Battle looked at me. “That’s from her other Alfred. Noyes, the poet. May I say goodbye?”
“Oh, take your time,” I said. While Alfred and Marie hugged, I texted Burt and Lark, looking up to the Battles between letters. Alfred kissed her on the cheek. Her chin quivered. She rose and hugged him long and close, plump arms around his thin frame.
“Do nothing foolish, dear,” he said. “Do nothing at all.”
When he broke away and she looked at me, a tear rolled from her left eye. I looked at the nailed club on the coffee table and I tried to judge her capabilities against her madness. Close call.
“Marie,” I said, “would you like to come along?”
“I will not endanger her in any way,” said Battle.
“I thought you’d never ask!” said Marie.
I politely searched her for a phone or weapon, found neither. She smelled of lilac.
“That was a little personal,” she said, smiling.
Outside, I took the battery out of Battle’s phone, then locked them and his revolver in the big tool chest bolted to the bed of my truck.

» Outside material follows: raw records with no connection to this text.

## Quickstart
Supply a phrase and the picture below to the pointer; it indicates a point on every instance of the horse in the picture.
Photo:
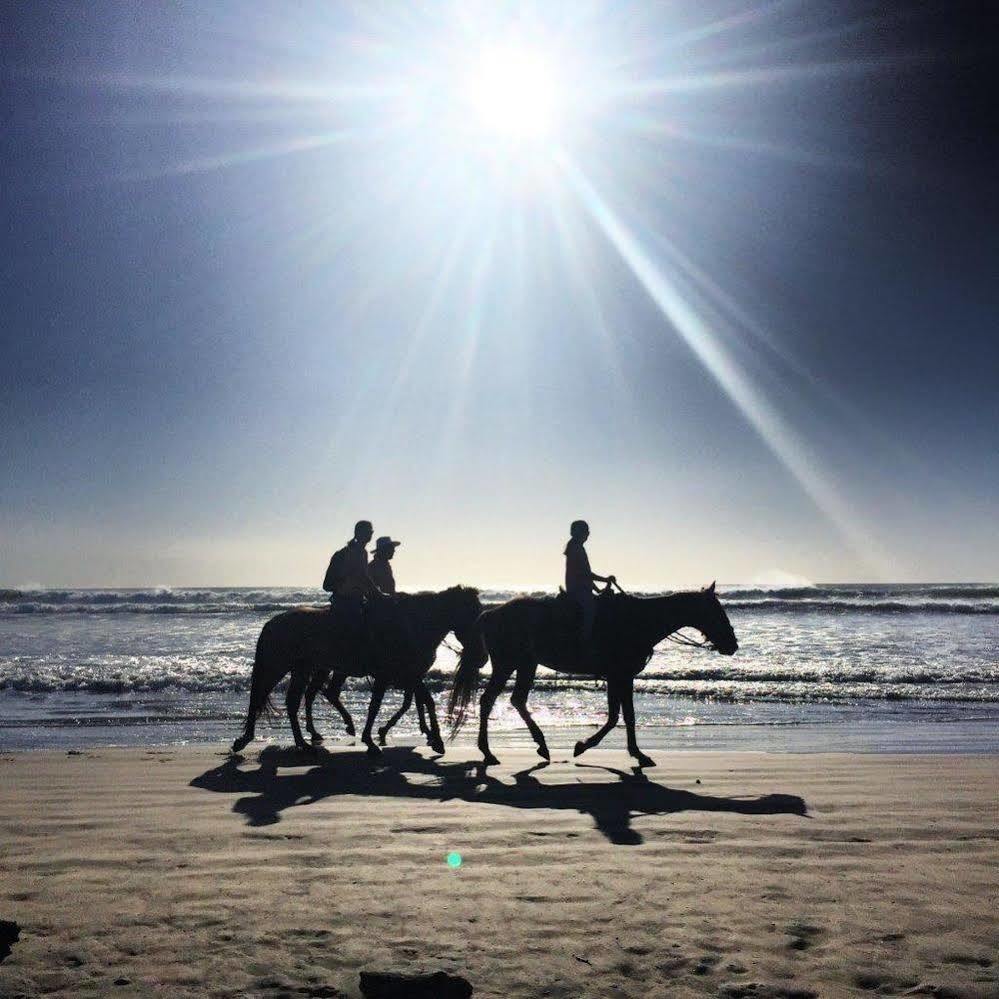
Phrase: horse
(331, 689)
(396, 647)
(526, 632)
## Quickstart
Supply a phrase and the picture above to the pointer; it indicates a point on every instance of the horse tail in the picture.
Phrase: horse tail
(474, 654)
(264, 678)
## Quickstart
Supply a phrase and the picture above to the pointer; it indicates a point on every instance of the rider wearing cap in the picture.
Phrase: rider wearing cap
(580, 579)
(380, 568)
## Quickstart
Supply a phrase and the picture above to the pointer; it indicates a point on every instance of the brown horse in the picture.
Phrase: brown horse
(527, 632)
(396, 647)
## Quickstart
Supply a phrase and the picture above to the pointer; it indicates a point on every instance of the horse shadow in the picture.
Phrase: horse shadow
(267, 793)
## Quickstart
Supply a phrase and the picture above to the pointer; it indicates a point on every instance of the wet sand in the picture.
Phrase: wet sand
(181, 872)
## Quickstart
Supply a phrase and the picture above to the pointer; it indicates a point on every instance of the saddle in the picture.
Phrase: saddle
(566, 621)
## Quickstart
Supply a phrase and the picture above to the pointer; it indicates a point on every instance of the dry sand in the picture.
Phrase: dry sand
(178, 872)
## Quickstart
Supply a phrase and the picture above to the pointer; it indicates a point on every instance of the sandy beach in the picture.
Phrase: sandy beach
(183, 872)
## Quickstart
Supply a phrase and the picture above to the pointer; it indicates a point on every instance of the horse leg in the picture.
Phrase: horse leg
(628, 709)
(315, 683)
(407, 700)
(521, 690)
(433, 732)
(422, 715)
(493, 689)
(613, 710)
(292, 702)
(377, 693)
(332, 694)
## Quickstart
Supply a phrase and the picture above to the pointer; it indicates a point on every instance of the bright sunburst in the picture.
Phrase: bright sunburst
(514, 92)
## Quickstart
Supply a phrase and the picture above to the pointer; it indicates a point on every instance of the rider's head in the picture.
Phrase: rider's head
(385, 547)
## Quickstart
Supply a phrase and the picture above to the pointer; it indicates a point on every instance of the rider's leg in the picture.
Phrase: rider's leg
(521, 690)
(613, 710)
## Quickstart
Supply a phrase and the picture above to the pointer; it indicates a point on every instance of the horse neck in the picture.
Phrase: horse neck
(661, 616)
(435, 619)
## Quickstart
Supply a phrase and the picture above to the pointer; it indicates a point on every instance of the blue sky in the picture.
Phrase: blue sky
(737, 308)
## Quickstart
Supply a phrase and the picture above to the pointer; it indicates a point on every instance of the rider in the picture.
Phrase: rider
(580, 578)
(380, 568)
(347, 576)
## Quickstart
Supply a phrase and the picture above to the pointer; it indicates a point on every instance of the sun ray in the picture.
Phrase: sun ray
(783, 441)
(767, 75)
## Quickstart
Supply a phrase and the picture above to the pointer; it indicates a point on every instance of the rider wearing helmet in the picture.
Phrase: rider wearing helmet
(380, 568)
(579, 577)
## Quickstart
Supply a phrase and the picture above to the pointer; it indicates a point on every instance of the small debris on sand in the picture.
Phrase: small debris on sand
(9, 934)
(390, 985)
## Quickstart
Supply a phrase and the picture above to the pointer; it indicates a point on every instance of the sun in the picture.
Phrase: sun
(514, 93)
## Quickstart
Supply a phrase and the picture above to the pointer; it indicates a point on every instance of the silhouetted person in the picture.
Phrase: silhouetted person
(347, 577)
(580, 579)
(380, 567)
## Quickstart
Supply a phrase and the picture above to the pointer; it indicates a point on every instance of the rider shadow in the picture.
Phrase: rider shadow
(612, 805)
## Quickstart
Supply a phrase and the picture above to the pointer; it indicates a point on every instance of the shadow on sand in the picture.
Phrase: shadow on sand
(611, 804)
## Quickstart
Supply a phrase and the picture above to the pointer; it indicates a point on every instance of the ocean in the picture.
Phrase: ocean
(858, 667)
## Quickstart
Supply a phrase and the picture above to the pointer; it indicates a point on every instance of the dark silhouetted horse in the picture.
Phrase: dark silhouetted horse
(396, 647)
(527, 632)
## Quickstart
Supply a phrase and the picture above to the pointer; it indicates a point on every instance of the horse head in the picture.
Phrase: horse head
(464, 608)
(712, 622)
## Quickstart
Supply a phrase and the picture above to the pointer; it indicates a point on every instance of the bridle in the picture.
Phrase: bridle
(678, 638)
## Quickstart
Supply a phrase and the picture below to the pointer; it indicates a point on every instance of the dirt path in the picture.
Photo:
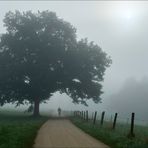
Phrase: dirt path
(63, 134)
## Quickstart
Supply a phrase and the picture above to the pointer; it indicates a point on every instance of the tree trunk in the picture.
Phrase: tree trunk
(36, 107)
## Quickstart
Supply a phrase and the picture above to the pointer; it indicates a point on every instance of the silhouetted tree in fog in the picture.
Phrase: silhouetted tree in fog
(40, 54)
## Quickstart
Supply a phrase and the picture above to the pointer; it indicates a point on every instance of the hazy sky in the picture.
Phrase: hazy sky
(119, 28)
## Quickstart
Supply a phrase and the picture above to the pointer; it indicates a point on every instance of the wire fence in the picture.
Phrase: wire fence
(130, 126)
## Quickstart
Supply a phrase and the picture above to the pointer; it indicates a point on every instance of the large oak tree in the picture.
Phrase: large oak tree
(40, 54)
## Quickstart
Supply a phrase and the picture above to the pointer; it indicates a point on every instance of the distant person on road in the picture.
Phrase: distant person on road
(59, 111)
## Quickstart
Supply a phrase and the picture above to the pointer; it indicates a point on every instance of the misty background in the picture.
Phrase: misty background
(120, 28)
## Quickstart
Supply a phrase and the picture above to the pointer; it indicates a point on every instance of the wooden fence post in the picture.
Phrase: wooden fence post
(131, 134)
(95, 117)
(87, 115)
(84, 115)
(92, 116)
(115, 119)
(102, 118)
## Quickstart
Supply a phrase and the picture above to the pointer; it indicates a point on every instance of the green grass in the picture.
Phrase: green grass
(114, 138)
(18, 130)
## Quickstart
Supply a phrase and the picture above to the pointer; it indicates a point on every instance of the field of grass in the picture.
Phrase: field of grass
(115, 138)
(18, 130)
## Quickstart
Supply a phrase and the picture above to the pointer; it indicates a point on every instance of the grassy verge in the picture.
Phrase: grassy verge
(114, 139)
(17, 131)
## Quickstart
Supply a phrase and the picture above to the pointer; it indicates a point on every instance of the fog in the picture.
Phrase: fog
(120, 29)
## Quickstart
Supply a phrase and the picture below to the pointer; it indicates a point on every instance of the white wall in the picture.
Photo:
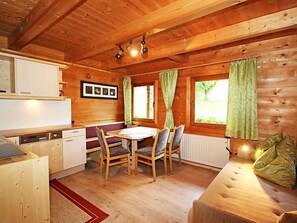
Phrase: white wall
(17, 114)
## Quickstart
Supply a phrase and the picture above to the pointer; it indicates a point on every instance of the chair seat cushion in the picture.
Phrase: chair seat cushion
(118, 150)
(147, 151)
(173, 147)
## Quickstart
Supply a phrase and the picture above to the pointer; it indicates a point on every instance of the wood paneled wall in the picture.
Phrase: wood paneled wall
(85, 110)
(276, 83)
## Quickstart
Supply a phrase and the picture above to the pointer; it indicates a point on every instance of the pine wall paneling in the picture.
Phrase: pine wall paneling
(276, 83)
(87, 110)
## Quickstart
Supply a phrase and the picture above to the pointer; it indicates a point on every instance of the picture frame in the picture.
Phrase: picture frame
(98, 90)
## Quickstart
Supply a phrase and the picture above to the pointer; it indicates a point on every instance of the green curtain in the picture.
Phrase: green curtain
(242, 117)
(168, 83)
(127, 88)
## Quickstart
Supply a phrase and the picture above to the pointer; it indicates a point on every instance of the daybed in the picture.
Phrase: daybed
(237, 195)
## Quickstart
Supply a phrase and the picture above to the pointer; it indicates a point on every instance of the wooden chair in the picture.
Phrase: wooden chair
(174, 145)
(119, 153)
(149, 154)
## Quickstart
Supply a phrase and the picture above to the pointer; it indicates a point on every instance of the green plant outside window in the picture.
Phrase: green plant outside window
(211, 101)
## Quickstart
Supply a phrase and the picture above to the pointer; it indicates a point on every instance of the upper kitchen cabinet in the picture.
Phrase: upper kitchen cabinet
(36, 79)
(7, 82)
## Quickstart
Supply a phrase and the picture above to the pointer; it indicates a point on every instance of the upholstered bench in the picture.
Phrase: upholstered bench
(237, 195)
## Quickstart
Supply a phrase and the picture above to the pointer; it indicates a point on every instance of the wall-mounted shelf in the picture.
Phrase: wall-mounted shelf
(20, 97)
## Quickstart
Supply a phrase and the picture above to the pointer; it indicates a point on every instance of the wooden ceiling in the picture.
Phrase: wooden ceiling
(88, 31)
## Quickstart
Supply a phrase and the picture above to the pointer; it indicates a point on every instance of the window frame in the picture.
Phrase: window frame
(206, 126)
(139, 120)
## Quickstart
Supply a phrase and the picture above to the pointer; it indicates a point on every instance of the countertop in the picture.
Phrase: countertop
(19, 132)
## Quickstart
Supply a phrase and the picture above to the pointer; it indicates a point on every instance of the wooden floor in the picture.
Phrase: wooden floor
(136, 198)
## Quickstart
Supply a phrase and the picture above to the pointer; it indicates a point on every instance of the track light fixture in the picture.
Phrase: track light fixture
(120, 53)
(132, 49)
(144, 49)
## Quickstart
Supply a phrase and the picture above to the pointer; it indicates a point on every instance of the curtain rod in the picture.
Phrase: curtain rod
(189, 67)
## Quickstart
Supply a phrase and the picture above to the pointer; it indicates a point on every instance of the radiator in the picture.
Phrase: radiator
(205, 150)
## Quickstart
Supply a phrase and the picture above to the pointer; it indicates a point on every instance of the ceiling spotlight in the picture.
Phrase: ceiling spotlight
(132, 49)
(133, 52)
(119, 55)
(144, 49)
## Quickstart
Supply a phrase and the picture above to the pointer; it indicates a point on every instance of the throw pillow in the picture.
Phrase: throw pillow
(265, 145)
(287, 145)
(278, 164)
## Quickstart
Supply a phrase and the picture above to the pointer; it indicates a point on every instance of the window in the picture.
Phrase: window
(143, 102)
(210, 100)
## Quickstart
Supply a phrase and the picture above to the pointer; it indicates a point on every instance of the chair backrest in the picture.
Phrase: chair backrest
(102, 141)
(160, 140)
(177, 136)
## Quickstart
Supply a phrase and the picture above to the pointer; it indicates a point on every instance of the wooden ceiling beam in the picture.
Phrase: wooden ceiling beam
(45, 14)
(271, 23)
(174, 14)
(181, 59)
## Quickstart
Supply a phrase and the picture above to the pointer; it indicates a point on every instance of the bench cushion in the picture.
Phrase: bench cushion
(237, 195)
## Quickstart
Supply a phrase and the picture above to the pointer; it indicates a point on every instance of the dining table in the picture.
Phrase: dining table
(133, 135)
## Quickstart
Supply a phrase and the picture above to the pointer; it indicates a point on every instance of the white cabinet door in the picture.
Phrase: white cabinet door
(74, 151)
(36, 79)
(14, 139)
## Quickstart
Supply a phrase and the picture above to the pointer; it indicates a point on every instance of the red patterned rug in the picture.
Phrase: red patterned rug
(96, 215)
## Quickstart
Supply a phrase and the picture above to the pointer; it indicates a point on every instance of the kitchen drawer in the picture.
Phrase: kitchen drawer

We got in and closed the doors. Battle in the driver’s seat, me on the passenger’s side, Marie in back. She had her seat belt fastened first. I set my .45 on my lap and started the engine. Battle glanced at the gun, then adjusted the mirrors slightly. Marie looked through a window and waved goodbye to her house.
“Drive,” I said.
We wound down through the orange grove toward Holiday Lane. “I expect some kind of help from you,” said Battle. “SNR discovered a runaway girl. They did not abduct her. There was no force involved. No threats or coercion of any kind. They were protecting her from Reggie Atlas.”